Major histocompatibility complex regulation of T helper functions mapped to a peptide C terminus that controls ligand density.

The functional status (Th1- versus Th2-like) of CD4 T cells primed against human collagen type IV (hCol IV) or a single 30mer peptide from the alpha 2 chain of this molecule is predicted by the major histocompatibility complex (MHC) class II (I-A) genotype of the responding mice. H-2s mice elicit Th1-like cell-mediated responses to these antigens, whereas Th2-like humoral responses are primed in H-2b,d,k mice.
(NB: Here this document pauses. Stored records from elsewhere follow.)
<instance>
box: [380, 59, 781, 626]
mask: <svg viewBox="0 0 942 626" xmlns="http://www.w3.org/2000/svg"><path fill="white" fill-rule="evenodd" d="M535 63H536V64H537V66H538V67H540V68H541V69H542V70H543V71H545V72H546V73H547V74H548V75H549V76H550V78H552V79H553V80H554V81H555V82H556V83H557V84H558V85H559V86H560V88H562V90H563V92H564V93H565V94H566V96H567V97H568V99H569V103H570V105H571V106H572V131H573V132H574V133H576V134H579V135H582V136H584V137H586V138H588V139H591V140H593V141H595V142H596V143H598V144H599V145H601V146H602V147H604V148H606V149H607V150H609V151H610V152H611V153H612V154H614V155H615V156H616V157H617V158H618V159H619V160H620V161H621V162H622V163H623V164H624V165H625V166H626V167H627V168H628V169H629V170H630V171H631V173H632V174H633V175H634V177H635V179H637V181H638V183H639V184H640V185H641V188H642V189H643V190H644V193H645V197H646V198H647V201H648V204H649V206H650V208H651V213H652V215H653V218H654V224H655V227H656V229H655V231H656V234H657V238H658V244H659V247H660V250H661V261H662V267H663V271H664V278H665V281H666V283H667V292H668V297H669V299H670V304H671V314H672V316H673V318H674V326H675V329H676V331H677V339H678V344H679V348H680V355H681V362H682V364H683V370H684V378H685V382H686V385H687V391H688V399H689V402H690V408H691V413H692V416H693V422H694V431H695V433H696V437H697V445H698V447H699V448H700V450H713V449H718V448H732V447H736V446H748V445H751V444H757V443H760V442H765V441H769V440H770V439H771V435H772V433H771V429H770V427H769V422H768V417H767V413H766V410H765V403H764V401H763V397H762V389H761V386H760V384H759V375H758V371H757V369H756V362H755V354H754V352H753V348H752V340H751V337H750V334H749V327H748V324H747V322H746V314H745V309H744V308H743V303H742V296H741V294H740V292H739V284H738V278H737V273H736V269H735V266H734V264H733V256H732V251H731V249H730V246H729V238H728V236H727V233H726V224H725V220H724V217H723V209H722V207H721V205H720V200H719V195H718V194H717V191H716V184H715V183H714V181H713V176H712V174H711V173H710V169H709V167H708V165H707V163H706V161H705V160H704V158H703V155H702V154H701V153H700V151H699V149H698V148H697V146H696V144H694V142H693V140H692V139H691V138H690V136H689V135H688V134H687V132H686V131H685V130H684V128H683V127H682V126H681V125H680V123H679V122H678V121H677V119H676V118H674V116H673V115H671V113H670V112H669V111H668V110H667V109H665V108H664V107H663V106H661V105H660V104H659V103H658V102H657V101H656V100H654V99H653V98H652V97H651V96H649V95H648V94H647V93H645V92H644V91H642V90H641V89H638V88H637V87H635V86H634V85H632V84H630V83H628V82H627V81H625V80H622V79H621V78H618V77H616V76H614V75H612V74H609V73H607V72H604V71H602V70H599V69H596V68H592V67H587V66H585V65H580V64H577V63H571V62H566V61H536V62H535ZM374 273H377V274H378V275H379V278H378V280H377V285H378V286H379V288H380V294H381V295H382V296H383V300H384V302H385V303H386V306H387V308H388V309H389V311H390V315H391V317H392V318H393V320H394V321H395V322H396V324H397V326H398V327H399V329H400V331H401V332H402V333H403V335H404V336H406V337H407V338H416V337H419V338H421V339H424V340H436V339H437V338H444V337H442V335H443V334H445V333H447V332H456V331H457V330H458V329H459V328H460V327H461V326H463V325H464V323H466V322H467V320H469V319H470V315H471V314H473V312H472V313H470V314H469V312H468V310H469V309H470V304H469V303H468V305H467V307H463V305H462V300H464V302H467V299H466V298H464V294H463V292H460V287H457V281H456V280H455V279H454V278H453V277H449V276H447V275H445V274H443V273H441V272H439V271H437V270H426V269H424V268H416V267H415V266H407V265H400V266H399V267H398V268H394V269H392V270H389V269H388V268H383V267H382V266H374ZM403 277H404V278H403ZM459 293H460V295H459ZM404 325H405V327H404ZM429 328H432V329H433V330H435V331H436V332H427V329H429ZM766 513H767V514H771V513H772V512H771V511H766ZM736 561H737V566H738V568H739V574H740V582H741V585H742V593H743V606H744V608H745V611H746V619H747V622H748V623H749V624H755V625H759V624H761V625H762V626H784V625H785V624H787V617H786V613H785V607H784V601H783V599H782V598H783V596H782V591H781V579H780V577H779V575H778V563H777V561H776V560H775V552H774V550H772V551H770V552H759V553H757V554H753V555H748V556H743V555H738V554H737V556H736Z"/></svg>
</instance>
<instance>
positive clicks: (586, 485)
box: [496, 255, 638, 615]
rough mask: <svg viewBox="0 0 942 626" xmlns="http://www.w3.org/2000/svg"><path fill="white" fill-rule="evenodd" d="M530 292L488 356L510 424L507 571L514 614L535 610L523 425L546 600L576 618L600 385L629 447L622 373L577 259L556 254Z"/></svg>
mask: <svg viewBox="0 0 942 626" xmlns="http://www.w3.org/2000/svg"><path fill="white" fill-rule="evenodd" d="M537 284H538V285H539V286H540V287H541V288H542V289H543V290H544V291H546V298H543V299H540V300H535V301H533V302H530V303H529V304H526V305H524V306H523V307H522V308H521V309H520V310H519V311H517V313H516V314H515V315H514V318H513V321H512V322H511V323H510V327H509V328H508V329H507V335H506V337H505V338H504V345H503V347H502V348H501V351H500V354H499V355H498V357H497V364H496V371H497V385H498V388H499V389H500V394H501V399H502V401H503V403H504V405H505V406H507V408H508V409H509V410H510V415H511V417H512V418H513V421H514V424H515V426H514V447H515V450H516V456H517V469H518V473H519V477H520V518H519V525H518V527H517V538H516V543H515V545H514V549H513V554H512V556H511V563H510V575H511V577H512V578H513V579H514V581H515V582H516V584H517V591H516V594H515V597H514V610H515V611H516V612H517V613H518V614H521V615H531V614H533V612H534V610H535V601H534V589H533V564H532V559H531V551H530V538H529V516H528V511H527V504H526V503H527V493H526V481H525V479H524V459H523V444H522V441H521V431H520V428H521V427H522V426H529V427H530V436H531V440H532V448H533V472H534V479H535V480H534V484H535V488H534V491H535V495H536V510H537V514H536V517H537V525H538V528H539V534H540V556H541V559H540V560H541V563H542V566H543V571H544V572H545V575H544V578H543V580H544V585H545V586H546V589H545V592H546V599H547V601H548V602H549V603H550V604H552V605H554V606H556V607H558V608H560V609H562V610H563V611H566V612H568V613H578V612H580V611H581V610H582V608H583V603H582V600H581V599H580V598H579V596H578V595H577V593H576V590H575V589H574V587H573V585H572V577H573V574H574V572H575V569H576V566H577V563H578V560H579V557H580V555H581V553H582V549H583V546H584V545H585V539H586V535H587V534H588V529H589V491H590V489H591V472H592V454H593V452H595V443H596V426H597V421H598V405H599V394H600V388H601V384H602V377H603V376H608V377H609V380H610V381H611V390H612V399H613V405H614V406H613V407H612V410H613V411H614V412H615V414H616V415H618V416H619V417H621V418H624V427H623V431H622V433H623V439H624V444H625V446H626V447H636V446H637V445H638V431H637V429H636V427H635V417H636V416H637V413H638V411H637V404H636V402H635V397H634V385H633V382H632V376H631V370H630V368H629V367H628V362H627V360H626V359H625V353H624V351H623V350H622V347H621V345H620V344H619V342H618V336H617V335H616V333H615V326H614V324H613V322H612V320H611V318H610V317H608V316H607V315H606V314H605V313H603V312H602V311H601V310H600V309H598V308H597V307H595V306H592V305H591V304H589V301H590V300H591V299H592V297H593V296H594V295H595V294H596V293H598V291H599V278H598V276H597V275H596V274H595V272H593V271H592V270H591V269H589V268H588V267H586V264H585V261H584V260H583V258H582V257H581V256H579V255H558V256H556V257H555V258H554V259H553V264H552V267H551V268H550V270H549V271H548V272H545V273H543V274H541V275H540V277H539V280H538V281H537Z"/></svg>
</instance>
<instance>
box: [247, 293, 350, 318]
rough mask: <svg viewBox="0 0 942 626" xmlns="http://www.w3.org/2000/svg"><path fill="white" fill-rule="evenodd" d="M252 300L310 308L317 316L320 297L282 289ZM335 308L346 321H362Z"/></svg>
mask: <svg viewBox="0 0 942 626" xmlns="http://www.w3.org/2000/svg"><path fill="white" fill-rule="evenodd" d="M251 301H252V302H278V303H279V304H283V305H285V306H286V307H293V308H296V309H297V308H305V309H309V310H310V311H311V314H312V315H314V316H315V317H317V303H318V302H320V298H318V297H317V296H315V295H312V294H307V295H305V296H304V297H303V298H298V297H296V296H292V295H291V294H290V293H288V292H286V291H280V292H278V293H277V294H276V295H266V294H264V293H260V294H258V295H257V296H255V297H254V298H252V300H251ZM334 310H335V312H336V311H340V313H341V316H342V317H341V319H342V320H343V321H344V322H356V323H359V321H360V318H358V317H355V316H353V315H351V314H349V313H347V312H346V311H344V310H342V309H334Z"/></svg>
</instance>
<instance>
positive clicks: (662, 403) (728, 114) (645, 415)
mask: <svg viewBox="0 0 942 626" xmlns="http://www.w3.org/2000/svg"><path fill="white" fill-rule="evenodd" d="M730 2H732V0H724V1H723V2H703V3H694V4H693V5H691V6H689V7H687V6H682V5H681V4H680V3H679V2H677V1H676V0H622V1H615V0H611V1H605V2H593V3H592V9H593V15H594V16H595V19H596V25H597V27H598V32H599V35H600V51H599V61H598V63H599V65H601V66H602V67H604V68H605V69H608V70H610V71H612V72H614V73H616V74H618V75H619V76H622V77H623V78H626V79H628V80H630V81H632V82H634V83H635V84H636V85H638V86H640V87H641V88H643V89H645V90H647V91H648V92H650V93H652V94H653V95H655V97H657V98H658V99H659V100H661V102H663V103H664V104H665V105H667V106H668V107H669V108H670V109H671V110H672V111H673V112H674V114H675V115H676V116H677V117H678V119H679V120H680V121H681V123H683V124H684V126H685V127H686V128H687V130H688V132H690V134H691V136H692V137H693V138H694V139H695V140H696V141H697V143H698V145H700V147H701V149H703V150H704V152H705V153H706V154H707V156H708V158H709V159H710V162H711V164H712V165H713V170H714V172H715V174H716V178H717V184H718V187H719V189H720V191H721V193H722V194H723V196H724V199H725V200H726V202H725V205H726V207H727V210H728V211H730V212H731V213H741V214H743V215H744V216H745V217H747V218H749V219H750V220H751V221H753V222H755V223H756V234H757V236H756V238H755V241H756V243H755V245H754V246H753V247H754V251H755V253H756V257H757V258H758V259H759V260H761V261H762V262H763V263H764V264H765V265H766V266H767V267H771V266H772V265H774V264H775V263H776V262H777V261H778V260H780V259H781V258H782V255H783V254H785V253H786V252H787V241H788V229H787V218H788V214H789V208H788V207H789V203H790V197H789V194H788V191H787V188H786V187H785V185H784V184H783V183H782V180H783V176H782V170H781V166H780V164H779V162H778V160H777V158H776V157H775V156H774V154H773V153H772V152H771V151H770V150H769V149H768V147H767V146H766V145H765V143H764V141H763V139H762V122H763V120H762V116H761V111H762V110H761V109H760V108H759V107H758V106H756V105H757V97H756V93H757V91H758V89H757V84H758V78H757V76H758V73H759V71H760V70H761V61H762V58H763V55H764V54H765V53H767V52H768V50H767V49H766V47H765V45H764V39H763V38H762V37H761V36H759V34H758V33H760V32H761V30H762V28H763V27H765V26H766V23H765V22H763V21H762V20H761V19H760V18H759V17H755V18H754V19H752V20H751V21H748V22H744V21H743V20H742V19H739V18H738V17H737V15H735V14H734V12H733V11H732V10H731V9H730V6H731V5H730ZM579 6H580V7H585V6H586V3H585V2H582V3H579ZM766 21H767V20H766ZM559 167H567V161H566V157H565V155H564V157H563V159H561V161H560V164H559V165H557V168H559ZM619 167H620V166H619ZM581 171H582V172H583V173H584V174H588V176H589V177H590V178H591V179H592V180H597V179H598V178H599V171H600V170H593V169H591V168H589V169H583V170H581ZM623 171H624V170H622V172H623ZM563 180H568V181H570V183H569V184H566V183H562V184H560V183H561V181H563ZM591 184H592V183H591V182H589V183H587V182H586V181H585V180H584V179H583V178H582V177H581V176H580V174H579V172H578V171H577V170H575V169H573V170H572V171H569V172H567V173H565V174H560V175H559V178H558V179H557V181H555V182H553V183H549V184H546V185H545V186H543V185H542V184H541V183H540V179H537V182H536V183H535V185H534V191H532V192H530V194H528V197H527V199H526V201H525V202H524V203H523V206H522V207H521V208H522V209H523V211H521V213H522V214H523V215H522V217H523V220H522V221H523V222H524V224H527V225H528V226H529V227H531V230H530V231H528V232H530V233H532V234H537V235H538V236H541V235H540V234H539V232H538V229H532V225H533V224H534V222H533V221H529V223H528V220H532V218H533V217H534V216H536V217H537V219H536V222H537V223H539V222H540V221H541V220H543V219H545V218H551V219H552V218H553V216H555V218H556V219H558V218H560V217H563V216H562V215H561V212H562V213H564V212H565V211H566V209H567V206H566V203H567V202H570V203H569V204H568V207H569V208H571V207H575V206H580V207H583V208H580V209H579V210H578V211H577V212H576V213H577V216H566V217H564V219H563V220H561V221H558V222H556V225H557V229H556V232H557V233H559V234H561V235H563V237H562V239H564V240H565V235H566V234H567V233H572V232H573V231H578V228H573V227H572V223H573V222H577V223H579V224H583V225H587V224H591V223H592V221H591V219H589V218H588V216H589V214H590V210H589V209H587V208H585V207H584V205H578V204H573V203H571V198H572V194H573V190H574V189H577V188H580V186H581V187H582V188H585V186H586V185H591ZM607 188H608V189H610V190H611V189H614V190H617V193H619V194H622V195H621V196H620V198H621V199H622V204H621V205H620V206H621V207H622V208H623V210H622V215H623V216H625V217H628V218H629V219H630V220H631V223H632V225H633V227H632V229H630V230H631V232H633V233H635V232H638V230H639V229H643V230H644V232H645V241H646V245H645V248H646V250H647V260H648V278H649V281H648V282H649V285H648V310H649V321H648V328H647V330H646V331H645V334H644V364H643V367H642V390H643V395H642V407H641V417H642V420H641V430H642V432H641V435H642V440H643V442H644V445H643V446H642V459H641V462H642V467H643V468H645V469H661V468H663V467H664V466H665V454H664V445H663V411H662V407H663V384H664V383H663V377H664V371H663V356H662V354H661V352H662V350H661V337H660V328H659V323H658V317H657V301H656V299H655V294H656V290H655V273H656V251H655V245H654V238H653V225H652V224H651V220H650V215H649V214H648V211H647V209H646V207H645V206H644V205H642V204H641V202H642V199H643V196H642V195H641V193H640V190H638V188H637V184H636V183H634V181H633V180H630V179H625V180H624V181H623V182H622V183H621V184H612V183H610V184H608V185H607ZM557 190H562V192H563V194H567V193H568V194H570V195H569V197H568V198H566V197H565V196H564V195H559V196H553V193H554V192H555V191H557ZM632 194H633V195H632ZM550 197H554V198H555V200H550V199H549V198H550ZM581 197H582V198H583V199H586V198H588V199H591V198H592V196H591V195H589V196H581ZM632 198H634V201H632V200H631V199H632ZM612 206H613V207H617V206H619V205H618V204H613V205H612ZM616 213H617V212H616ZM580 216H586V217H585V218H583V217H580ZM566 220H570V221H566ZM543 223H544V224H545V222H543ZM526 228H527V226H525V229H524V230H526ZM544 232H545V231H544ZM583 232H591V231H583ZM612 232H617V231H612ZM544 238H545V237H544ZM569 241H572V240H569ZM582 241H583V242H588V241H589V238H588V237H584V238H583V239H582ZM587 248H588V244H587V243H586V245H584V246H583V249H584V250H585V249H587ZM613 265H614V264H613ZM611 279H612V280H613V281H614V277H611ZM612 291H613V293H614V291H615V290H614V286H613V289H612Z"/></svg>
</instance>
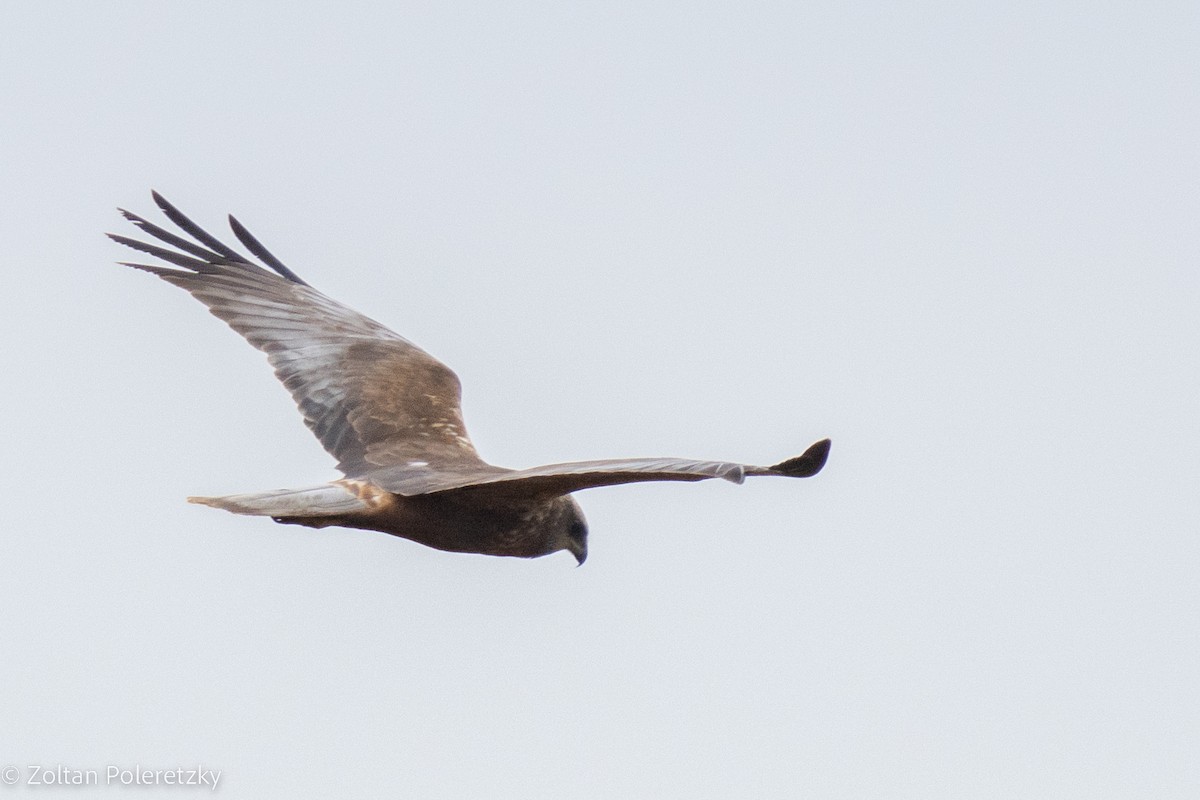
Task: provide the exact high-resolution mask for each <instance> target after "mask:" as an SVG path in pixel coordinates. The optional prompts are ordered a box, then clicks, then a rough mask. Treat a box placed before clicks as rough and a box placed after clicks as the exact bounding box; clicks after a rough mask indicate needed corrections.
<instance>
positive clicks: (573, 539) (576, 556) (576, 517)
mask: <svg viewBox="0 0 1200 800" xmlns="http://www.w3.org/2000/svg"><path fill="white" fill-rule="evenodd" d="M566 536H568V542H569V543H568V546H566V549H569V551H570V552H571V553H572V554H574V555H575V560H576V561H578V563H580V566H583V563H584V561H587V560H588V523H586V522H583V515H582V513H580V515H577V516H576V518H575V519H574V521H571V524H570V528H569V530H568V535H566Z"/></svg>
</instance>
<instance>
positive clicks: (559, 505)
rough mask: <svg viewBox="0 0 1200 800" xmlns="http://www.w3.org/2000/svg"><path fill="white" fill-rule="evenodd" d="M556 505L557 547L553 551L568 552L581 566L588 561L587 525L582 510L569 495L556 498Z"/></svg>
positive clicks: (582, 511)
mask: <svg viewBox="0 0 1200 800" xmlns="http://www.w3.org/2000/svg"><path fill="white" fill-rule="evenodd" d="M556 505H557V506H558V509H557V511H558V513H557V515H556V521H554V522H556V525H554V528H556V533H557V535H558V547H556V548H554V549H559V551H569V552H570V553H571V555H574V557H575V560H576V561H578V563H580V566H582V565H583V563H584V561H587V560H588V523H587V521H586V519H584V518H583V510H582V509H580V504H578V503H576V501H575V498H572V497H571V495H570V494H568V495H564V497H560V498H558V499H557V500H556Z"/></svg>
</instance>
We now report that the ability of MHC to dictate T helper function in this system depends upon a single amino acid of the minimal alpha 2(IV) peptide. The C terminus of this minimal (12mer) peptide is -G-G-P-K, which is predicted to form a beta-turn. The present data demonstrate that the terminal lysine (K) stabilizes the immunogens full biological effects necessary for exclusive cell-mediated responses in H-2s mice. The lysine-truncated (11mer) peptide with otherwise identical sequence effectively primes T helper function in both H-2b and H-2s genotypes. Most importantly, our direct analysis of these peptides' presentation by live antigen-presenting cells (APC) reveals that the 12mer is bound at a log higher density on H-2s APC than on H-2b APC, and that the 11mer is presented at an equally low relative density on APC from both genotypes. In vitro analyses of 12mer/11mer cross-reactive Th clones demonstrate that I-As restricted clones require about 1-2 log lower doses of 12mer peptide than 11mer peptide to stimulate equivalent thymidine incorporation and cytokine release. By contrast, I-Ab-restricted (12mer/11mer cross-reactive) Th clones show no preference for the 12mer and require relatively high peptide doses similar to those required to stimulate the I-As clones with the 11mer peptide. Thus, the peptide dose requirements of Th clones reflect the high density of presentation associated with the 12mer: I-As ligand. Taken together, the results directly support the role of ligand density as an important control point in the functional decision of CD4 T cells.